Study Reveals 'Illusion of Procedural Reasoning' in Large Language Models

Large language models (LLMs) often falter when executing multi-step, rule-based computations, according to a new study. Researchers introduced Finite-State Machine (FSM) Execution as a framework for evaluating procedural reasoning in LLMs, revealing systematic degradation as task complexity increases. The study found that LLMs struggle with long-horizon tasks, exhibiting what researchers call an 'illusion of procedural reasoning.' While models can mimic algorithmic behavior for short traces, they fail to sustain coherent execution as procedural depth grows. Task accuracy declines predictably with the number of actions and input length, and early state-tracking mistakes propagate through subsequent steps, amplifying downstream error rates. Experiments showed that larger models demonstrate improved local accuracy but remain brittle under multi-step reasoning unless explicitly prompted to externalize intermediate steps.

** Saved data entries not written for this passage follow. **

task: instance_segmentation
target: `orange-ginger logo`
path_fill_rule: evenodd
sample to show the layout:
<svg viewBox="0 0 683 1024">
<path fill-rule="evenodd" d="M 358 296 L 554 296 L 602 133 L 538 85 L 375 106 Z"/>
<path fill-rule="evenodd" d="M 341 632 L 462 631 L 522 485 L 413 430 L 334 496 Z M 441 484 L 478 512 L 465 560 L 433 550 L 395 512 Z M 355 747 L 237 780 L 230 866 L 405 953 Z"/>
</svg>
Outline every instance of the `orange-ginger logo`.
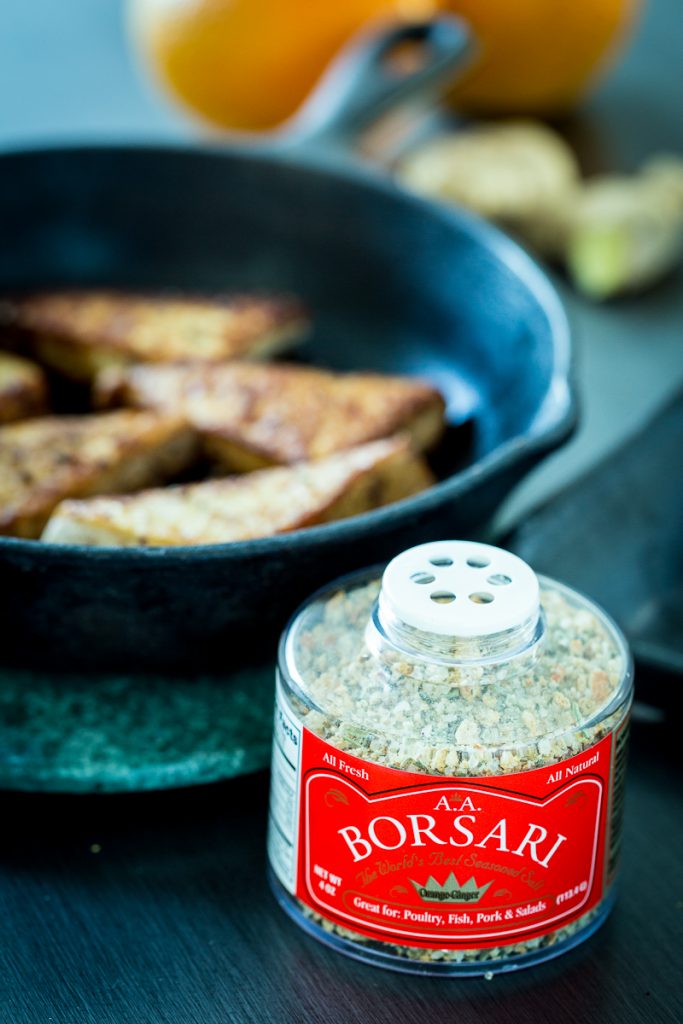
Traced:
<svg viewBox="0 0 683 1024">
<path fill-rule="evenodd" d="M 425 903 L 478 903 L 491 885 L 490 882 L 486 885 L 477 885 L 474 877 L 468 878 L 461 885 L 452 871 L 443 883 L 437 882 L 433 875 L 430 875 L 424 884 L 412 878 L 410 884 Z"/>
</svg>

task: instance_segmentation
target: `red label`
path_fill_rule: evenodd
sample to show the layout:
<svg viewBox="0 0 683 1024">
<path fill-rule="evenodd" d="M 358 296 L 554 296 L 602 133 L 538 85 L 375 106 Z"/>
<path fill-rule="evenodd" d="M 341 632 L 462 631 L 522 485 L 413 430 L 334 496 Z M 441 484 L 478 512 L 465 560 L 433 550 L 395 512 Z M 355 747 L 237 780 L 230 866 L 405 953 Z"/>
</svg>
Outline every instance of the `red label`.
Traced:
<svg viewBox="0 0 683 1024">
<path fill-rule="evenodd" d="M 296 896 L 368 938 L 539 938 L 601 900 L 612 736 L 514 775 L 418 776 L 302 730 Z"/>
</svg>

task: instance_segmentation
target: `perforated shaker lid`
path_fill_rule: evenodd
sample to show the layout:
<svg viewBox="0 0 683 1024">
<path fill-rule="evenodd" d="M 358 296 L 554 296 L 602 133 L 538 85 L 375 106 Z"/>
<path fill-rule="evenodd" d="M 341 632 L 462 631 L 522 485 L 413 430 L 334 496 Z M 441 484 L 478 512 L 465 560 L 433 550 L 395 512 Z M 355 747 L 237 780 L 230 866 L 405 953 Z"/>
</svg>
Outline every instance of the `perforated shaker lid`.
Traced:
<svg viewBox="0 0 683 1024">
<path fill-rule="evenodd" d="M 517 555 L 474 541 L 441 540 L 409 548 L 382 576 L 382 603 L 414 629 L 485 637 L 539 614 L 536 574 Z"/>
</svg>

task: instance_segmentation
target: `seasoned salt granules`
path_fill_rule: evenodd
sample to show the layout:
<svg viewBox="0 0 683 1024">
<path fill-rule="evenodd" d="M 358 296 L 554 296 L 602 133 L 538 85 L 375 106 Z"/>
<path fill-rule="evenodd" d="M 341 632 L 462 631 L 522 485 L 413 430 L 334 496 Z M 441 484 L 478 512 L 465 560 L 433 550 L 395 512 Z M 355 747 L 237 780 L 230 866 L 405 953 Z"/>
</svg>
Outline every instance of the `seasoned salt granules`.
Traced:
<svg viewBox="0 0 683 1024">
<path fill-rule="evenodd" d="M 269 859 L 316 938 L 368 963 L 512 970 L 614 900 L 631 661 L 582 595 L 441 541 L 317 594 L 282 639 Z"/>
</svg>

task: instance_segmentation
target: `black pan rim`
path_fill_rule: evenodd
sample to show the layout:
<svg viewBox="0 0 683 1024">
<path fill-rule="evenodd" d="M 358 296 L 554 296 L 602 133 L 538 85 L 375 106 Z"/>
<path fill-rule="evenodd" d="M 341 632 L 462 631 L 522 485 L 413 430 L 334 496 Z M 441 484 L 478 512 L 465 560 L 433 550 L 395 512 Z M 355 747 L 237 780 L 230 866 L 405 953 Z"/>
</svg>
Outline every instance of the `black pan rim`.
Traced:
<svg viewBox="0 0 683 1024">
<path fill-rule="evenodd" d="M 372 167 L 349 161 L 348 165 L 330 167 L 324 158 L 321 160 L 314 153 L 292 152 L 269 153 L 266 148 L 245 150 L 239 146 L 226 145 L 223 142 L 174 143 L 153 142 L 79 142 L 59 143 L 32 148 L 9 148 L 0 152 L 0 161 L 35 160 L 41 157 L 59 157 L 77 159 L 94 154 L 145 154 L 164 158 L 197 156 L 212 161 L 241 161 L 245 164 L 260 166 L 277 166 L 283 169 L 296 170 L 307 174 L 323 176 L 340 184 L 353 186 L 375 192 L 377 195 L 390 197 L 399 205 L 418 209 L 422 215 L 436 218 L 452 225 L 460 232 L 469 235 L 477 244 L 488 249 L 508 270 L 514 274 L 524 287 L 533 295 L 545 313 L 553 339 L 554 369 L 548 395 L 539 410 L 534 424 L 526 433 L 508 439 L 499 448 L 478 459 L 463 470 L 446 480 L 422 491 L 413 497 L 403 499 L 352 516 L 349 519 L 337 520 L 318 526 L 294 530 L 290 533 L 277 534 L 272 537 L 257 537 L 252 540 L 230 541 L 225 544 L 182 545 L 165 547 L 90 547 L 88 545 L 49 544 L 40 540 L 26 540 L 17 537 L 0 537 L 0 551 L 35 556 L 38 552 L 46 564 L 68 564 L 74 560 L 87 558 L 89 561 L 117 561 L 128 564 L 140 562 L 164 562 L 167 564 L 184 563 L 188 558 L 193 561 L 211 562 L 219 559 L 222 562 L 243 561 L 249 557 L 267 556 L 279 552 L 282 548 L 295 542 L 298 547 L 313 552 L 324 545 L 332 536 L 339 541 L 352 543 L 359 535 L 368 530 L 381 531 L 393 527 L 397 522 L 419 518 L 419 516 L 435 506 L 458 498 L 467 491 L 469 485 L 476 481 L 483 483 L 504 469 L 514 466 L 534 454 L 540 454 L 557 446 L 569 436 L 577 422 L 577 401 L 575 384 L 575 362 L 571 346 L 571 328 L 564 305 L 548 278 L 545 271 L 526 252 L 521 245 L 505 235 L 497 227 L 462 208 L 437 205 L 420 196 L 414 195 L 397 185 L 391 178 L 381 175 Z"/>
</svg>

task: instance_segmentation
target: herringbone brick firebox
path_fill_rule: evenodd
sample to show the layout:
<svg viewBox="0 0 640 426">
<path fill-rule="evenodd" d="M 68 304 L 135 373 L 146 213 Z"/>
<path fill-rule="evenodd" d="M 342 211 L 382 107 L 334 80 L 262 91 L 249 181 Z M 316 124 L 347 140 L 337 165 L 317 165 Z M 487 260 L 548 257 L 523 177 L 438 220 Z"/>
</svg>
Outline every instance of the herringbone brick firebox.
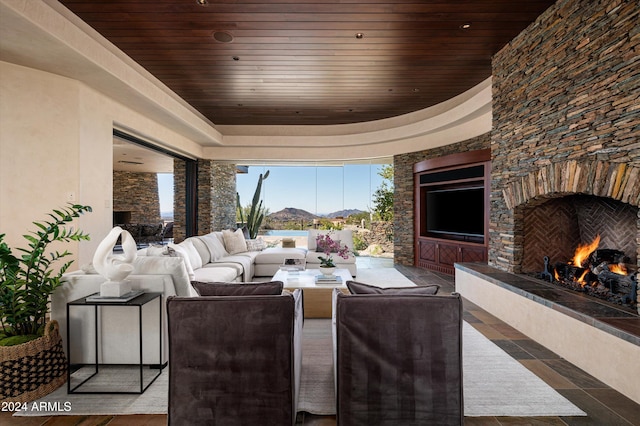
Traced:
<svg viewBox="0 0 640 426">
<path fill-rule="evenodd" d="M 567 262 L 580 244 L 600 237 L 600 248 L 620 250 L 637 264 L 636 230 L 638 209 L 605 197 L 570 195 L 523 209 L 524 257 L 522 271 L 544 270 L 550 263 Z"/>
</svg>

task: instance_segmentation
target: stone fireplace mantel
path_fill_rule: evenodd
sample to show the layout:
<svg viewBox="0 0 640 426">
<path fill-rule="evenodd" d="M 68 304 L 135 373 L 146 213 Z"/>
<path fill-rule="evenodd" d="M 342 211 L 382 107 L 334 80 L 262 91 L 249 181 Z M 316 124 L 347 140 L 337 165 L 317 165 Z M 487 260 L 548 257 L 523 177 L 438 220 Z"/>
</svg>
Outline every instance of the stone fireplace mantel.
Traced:
<svg viewBox="0 0 640 426">
<path fill-rule="evenodd" d="M 532 170 L 506 185 L 508 209 L 534 199 L 562 194 L 590 194 L 640 206 L 640 167 L 606 161 L 563 161 Z"/>
</svg>

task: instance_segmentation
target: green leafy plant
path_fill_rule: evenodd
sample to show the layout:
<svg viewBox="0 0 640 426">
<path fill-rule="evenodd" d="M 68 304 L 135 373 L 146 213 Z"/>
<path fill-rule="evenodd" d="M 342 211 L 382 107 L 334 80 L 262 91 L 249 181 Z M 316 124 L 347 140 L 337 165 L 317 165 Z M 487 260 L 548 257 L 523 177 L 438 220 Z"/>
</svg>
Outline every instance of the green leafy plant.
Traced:
<svg viewBox="0 0 640 426">
<path fill-rule="evenodd" d="M 0 345 L 25 343 L 42 335 L 49 297 L 73 263 L 66 261 L 56 271 L 54 263 L 71 253 L 65 250 L 47 254 L 47 247 L 54 241 L 88 240 L 87 234 L 64 225 L 90 211 L 91 207 L 79 204 L 53 210 L 49 213 L 51 220 L 33 222 L 38 229 L 23 235 L 28 248 L 17 248 L 16 255 L 4 242 L 5 234 L 0 234 L 0 326 L 4 334 Z"/>
<path fill-rule="evenodd" d="M 383 166 L 378 175 L 383 181 L 373 193 L 373 213 L 377 220 L 393 221 L 393 166 Z"/>
<path fill-rule="evenodd" d="M 268 177 L 269 170 L 265 172 L 264 176 L 262 175 L 262 173 L 260 173 L 260 177 L 258 177 L 258 184 L 256 185 L 256 191 L 253 194 L 253 200 L 251 202 L 251 207 L 249 209 L 249 214 L 247 215 L 246 221 L 242 211 L 242 204 L 240 204 L 240 194 L 236 192 L 236 208 L 238 210 L 240 223 L 247 227 L 247 229 L 249 230 L 249 238 L 251 239 L 254 239 L 258 236 L 260 225 L 262 225 L 262 221 L 264 220 L 266 214 L 266 208 L 262 206 L 262 200 L 260 199 L 260 192 L 262 191 L 262 182 Z"/>
<path fill-rule="evenodd" d="M 367 244 L 367 242 L 364 240 L 364 238 L 362 238 L 362 236 L 357 233 L 354 232 L 353 233 L 353 248 L 355 250 L 366 250 L 366 248 L 369 245 Z"/>
</svg>

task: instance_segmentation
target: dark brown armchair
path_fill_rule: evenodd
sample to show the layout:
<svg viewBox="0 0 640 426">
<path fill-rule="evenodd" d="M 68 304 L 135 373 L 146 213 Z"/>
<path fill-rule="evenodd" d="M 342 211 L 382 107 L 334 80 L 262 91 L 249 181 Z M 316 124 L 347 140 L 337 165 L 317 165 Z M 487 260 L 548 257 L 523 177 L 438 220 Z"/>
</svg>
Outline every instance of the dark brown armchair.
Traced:
<svg viewBox="0 0 640 426">
<path fill-rule="evenodd" d="M 302 294 L 275 284 L 265 294 L 259 284 L 194 283 L 201 297 L 167 300 L 169 424 L 295 424 Z"/>
<path fill-rule="evenodd" d="M 338 425 L 463 424 L 460 296 L 389 290 L 334 292 Z"/>
</svg>

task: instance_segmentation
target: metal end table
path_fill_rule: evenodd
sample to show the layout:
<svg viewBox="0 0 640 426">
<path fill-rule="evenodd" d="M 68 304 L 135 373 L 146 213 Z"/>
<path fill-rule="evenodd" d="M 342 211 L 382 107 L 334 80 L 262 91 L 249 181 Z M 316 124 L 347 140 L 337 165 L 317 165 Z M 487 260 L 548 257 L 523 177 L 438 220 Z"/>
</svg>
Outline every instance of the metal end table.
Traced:
<svg viewBox="0 0 640 426">
<path fill-rule="evenodd" d="M 69 316 L 70 314 L 70 309 L 72 307 L 77 308 L 77 307 L 93 307 L 93 317 L 94 317 L 94 333 L 95 333 L 95 363 L 94 364 L 77 364 L 80 367 L 84 367 L 84 366 L 89 366 L 89 365 L 93 365 L 94 366 L 94 371 L 92 374 L 90 374 L 88 377 L 84 378 L 79 384 L 75 385 L 75 386 L 71 386 L 71 366 L 74 365 L 71 362 L 71 326 L 70 323 L 71 321 L 67 320 L 67 392 L 68 393 L 86 393 L 86 394 L 94 394 L 94 393 L 105 393 L 105 394 L 141 394 L 143 393 L 145 390 L 147 390 L 147 388 L 149 386 L 151 386 L 151 384 L 153 382 L 155 382 L 155 380 L 160 376 L 160 374 L 162 374 L 162 370 L 164 368 L 164 365 L 162 364 L 162 293 L 142 293 L 141 295 L 126 301 L 126 302 L 120 302 L 120 301 L 88 301 L 87 297 L 83 297 L 81 299 L 77 299 L 71 302 L 67 303 L 67 319 L 71 318 Z M 153 301 L 153 300 L 157 300 L 158 301 L 158 307 L 159 307 L 159 312 L 160 315 L 158 317 L 158 333 L 160 334 L 160 345 L 158 347 L 158 365 L 157 365 L 157 373 L 155 375 L 153 375 L 151 377 L 151 379 L 147 379 L 149 380 L 148 383 L 145 385 L 144 383 L 144 367 L 145 365 L 143 364 L 143 344 L 142 344 L 142 336 L 143 336 L 143 328 L 142 328 L 142 310 L 144 305 L 146 305 L 147 303 Z M 94 379 L 98 376 L 99 372 L 100 372 L 100 367 L 102 366 L 106 366 L 106 364 L 100 364 L 98 362 L 98 353 L 99 353 L 99 338 L 98 338 L 98 311 L 102 308 L 128 308 L 128 309 L 138 309 L 138 334 L 139 334 L 139 349 L 140 349 L 140 362 L 138 365 L 133 365 L 133 367 L 139 367 L 139 379 L 140 379 L 140 389 L 139 390 L 123 390 L 123 391 L 101 391 L 99 389 L 93 389 L 93 390 L 81 390 L 79 389 L 80 387 L 82 387 L 83 385 L 87 384 L 91 379 Z M 123 367 L 132 367 L 132 365 L 126 365 Z M 149 367 L 152 367 L 151 365 L 149 365 Z"/>
</svg>

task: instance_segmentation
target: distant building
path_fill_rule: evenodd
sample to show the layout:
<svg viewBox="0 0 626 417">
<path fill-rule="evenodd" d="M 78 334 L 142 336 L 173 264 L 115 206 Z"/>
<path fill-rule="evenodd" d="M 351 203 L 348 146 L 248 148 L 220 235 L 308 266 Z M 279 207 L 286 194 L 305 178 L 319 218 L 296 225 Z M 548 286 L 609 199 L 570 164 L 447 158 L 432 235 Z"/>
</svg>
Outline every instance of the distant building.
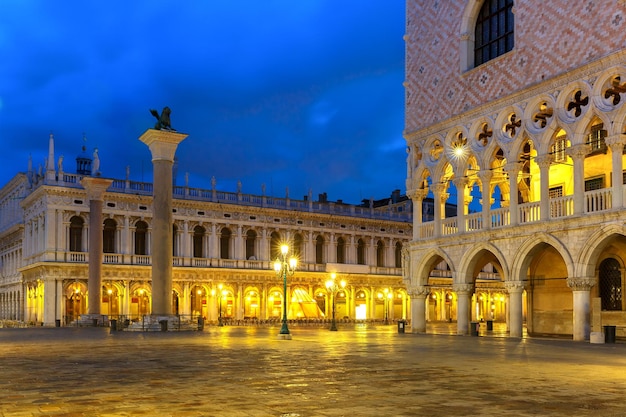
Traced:
<svg viewBox="0 0 626 417">
<path fill-rule="evenodd" d="M 408 244 L 413 331 L 626 336 L 625 18 L 620 0 L 407 2 L 407 195 L 436 202 Z"/>
<path fill-rule="evenodd" d="M 54 161 L 51 136 L 45 166 L 37 171 L 30 162 L 0 189 L 0 320 L 66 325 L 87 312 L 93 231 L 80 179 L 95 175 L 94 161 L 85 149 L 77 173 Z M 102 229 L 95 231 L 104 252 L 100 310 L 140 320 L 151 313 L 152 184 L 128 176 L 105 193 Z M 176 314 L 209 322 L 279 320 L 283 281 L 272 261 L 286 241 L 299 258 L 288 281 L 290 319 L 311 311 L 329 317 L 331 273 L 347 283 L 337 296 L 337 317 L 408 318 L 402 250 L 412 236 L 412 208 L 398 193 L 385 204 L 361 206 L 187 184 L 173 194 Z M 311 301 L 319 308 L 296 308 Z"/>
</svg>

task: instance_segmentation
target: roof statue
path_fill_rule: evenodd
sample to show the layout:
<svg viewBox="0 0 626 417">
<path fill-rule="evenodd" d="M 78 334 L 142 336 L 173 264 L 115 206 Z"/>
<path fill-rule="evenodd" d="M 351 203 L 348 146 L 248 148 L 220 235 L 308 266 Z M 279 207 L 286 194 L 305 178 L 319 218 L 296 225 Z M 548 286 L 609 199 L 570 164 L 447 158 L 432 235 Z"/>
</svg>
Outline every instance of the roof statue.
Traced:
<svg viewBox="0 0 626 417">
<path fill-rule="evenodd" d="M 160 116 L 159 112 L 153 109 L 150 109 L 150 113 L 157 119 L 157 122 L 154 125 L 154 128 L 156 130 L 171 130 L 174 132 L 176 131 L 176 129 L 172 128 L 172 125 L 170 123 L 170 113 L 172 113 L 172 111 L 169 107 L 163 107 L 163 111 L 161 112 Z"/>
</svg>

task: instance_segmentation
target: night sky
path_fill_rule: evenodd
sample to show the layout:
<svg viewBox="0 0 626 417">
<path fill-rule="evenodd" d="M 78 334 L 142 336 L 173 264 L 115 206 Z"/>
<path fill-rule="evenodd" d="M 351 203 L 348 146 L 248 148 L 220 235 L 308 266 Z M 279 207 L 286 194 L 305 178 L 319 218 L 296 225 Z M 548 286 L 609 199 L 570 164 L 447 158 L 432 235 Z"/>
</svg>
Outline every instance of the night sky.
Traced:
<svg viewBox="0 0 626 417">
<path fill-rule="evenodd" d="M 0 184 L 54 134 L 75 172 L 152 181 L 172 109 L 177 185 L 358 204 L 405 190 L 404 0 L 1 0 Z"/>
</svg>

Surprisingly, models performed significantly worse when rule retrieval involved high branching factors (many actions per state) compared to situations with long memory spans (many states, few actions). These findings suggest that current LLMs lack stable internal mechanisms for multi-step execution. The researchers propose that FSM-based evaluation offers a transparent method for diagnosing this failure mode and guiding the design of architectures and prompting strategies to improve algorithmic reliability in LLMs.